Litvinenko had been an FSB officer who became a strong critic of the Kremlin — a rare, almost unique, phenomenon because, as his tragic fate shows, this scary successor organisation of the KGB does not let go of anyone, and it requires extraordinary courage to fight it. He told his story in his book The Gang from Lubyanka, published both in Russian and in English in 2002. As an officer fighting organised crime, he noticed again and again that criminals' tracks led to the top echelons of the country's rulers. He alerted his superiors, only to be told each time: "Don't get involved." But he did, and after being ordered to commit a murder, he organised a TV press conference (in 1998, before Putin came to power, Russia was still free enough to allow that). He was arrested, spent a year in prison, then after his release received threats to his family and fled abroad. A brief account of all this formed part of the BBC interview of 2002. The honest urgency of Litvinenko's voice in this interview and in the Frontline Club speech convinced me and many others that he was certainly not a "nobody", as the official Russian line portrayed him, with the implication that in that case there was no motive to kill him. "He was a victim, but not a martyr," the editor exclaimed. "It is your programme that makes a martyr of him."
I, however, thought that Litvinenko had been made a martyr by those who had murdered him. This view was expressed by several contributors to my programme: Bukovsky; the former MI6 double agent Oleg Gordievsky; and the leader of the Chechen government in exile, Akhmed Zakayev. All these people had known Litvinenko well and could speak about his views, his beliefs and his last days. I also interviewed a pro-Kremlin pundit, the Director of the Institute of Political Studies Sergei Markov, and a member of the Security Committee of the State Duma (Russian Parliament) Gennady Gudkov, who both gave the Russian official point of view on Litvinenko ("oligarch Berezovsky's sidekick") and on his murder (different theories, including the involvement of Boris Berezovsky, rogue FSB officers, Chechens and self-poisoning, were aired).
The known facts and the official line had been well represented by the Russian Service in the three weeks between Litvinenko's murder and my programme going on air, complemented by some cautious suspicions, usually translated from English-language sources. None of the Russian speakers who shared Litvinenko's stance on the Kremlin had been interviewed by the Russian Service, although they had given numerous interviews to BBC programmes in English. Neither Bukovsky nor Gordievsky nor Zakayev was interviewed by the Russian Service on Litvinenko. The only time that Russian listeners to the BBC could hear these prominent figures talking about Litvinenko, as well as Litvinenko's own voice when he was no longer alive, was in my programme, which, after its first two transmissions, was never allowed to be broadcast again or accessed via the BBC's website.

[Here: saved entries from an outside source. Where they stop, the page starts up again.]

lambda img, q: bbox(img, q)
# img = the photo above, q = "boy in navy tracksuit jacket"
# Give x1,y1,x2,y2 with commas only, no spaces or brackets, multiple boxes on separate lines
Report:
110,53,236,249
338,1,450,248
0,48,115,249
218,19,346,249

Why did this happen? There are theories, which seem plausible, about a phone call from the Kremlin or the Russian embassy or some direct pressure from Moscow, but these can't be proved. However, I am convinced that the reason for the programme's suspension must have been the deep-seated fear that is firmly instilled in all former Soviet functionaries and overwhelms them each time they contemplate deviating from the official line. Of the three senior managers who read the script of my programme before it went on air, two were former Soviet functionaries, both in their fifties and with vast experience of working as journalists within the Soviet propaganda machine. They had made it into key positions at the BBC, and the head of the Russian Service, herself British by birth, found herself sandwiched between the two — the aforementioned Russian Service editor and the executive editor of the region (the next level up). The command from Moscow may have come from within, ringing in the editors' heads and hearts.